Quartic equations are polynomial equations with one unknown variable (usually denoted by x), which is never raised to a power greater than 4. Symbolically, they can always be written as follows: ax⁴ + bx³ + cx² + dx + e = 0, where a, b, c, d, and e are numbers. The problem of solving polynomial equations in general, and quartic equations in particular, has been a central theme in algebra from antiquity to the present.

For much of this period, the interest in such problems was purely theoretical. Nowadays, polynomial equations have practical significance as well. To position the end of a robot arm correctly to screw in a bolt, for instance, the robot (or its programmer) sets up a system of polynomial equations. The solution to this system tells the robot what angle at each joint will cause the end of the arm to end up in the desired location. In essence, the robot uses mathematics to replace the senses of sight and touch.

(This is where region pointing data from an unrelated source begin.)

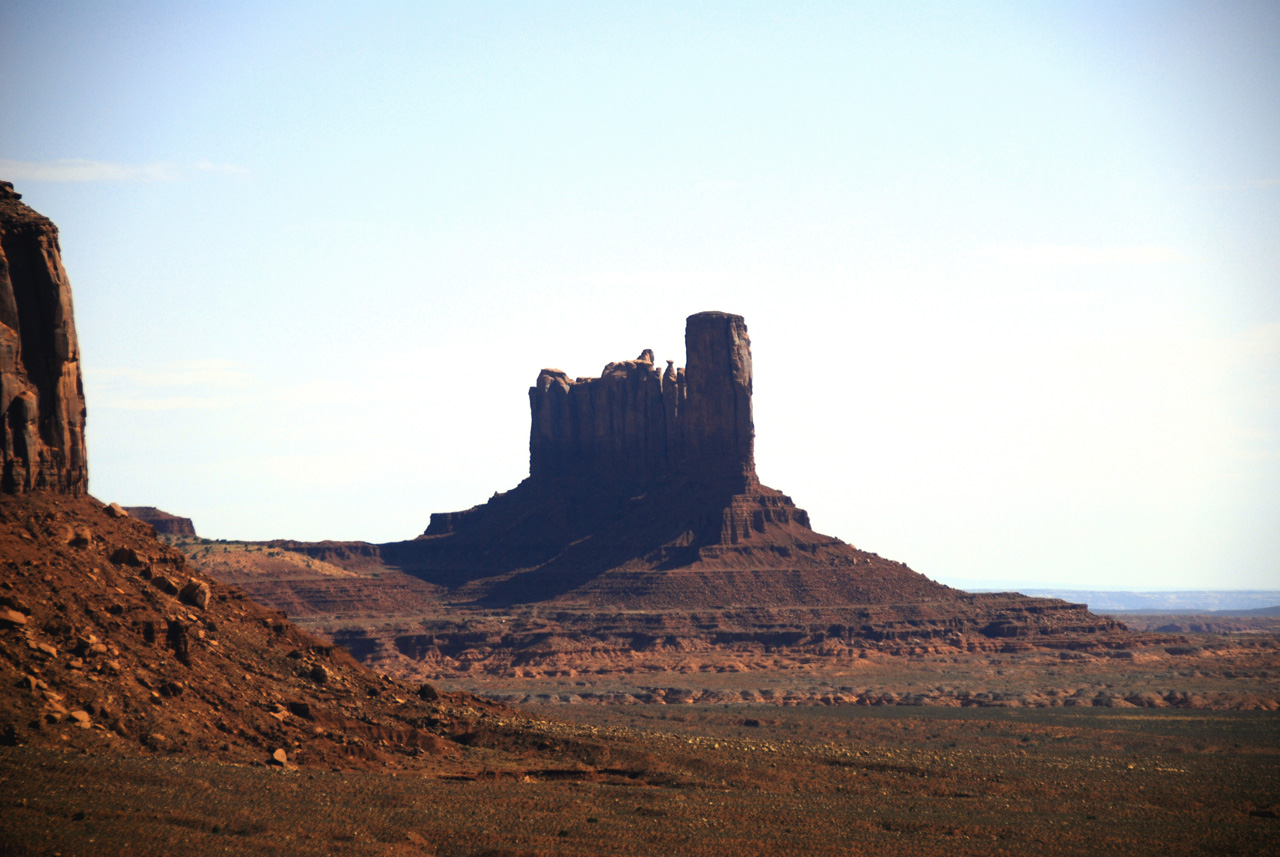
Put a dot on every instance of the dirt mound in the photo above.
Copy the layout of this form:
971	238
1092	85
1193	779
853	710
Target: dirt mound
110	640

Quadratic equations were solved by the ancient Babylonians, but mathematicians did not master cubic equations until 1545, when the Italian mathematician Girolamo Cardano published the first method for solving them. One might have expected quartic equations to be even harder, but in fact they were conquered at the same time. In remarkably offhand fashion, Cardano attributed the method to his student Luigi Ferrari, "who invented it at my request."

Though the computations can be backbreaking to do by hand, the solution method can be broken down into a simple sequence of steps that are easily programmed into a computer. Even so, the solution to a quartic equation typically requires many lines of type, and involves square roots inside of cube roots inside of square roots. Sadly, Ferrari's ingenious method is almost useless for practical purposes. Nevertheless, its discovery demonstrated the power of algebra, and prepared the way for a shocking discovery over 250 years later: the unsolvability of quintic equations.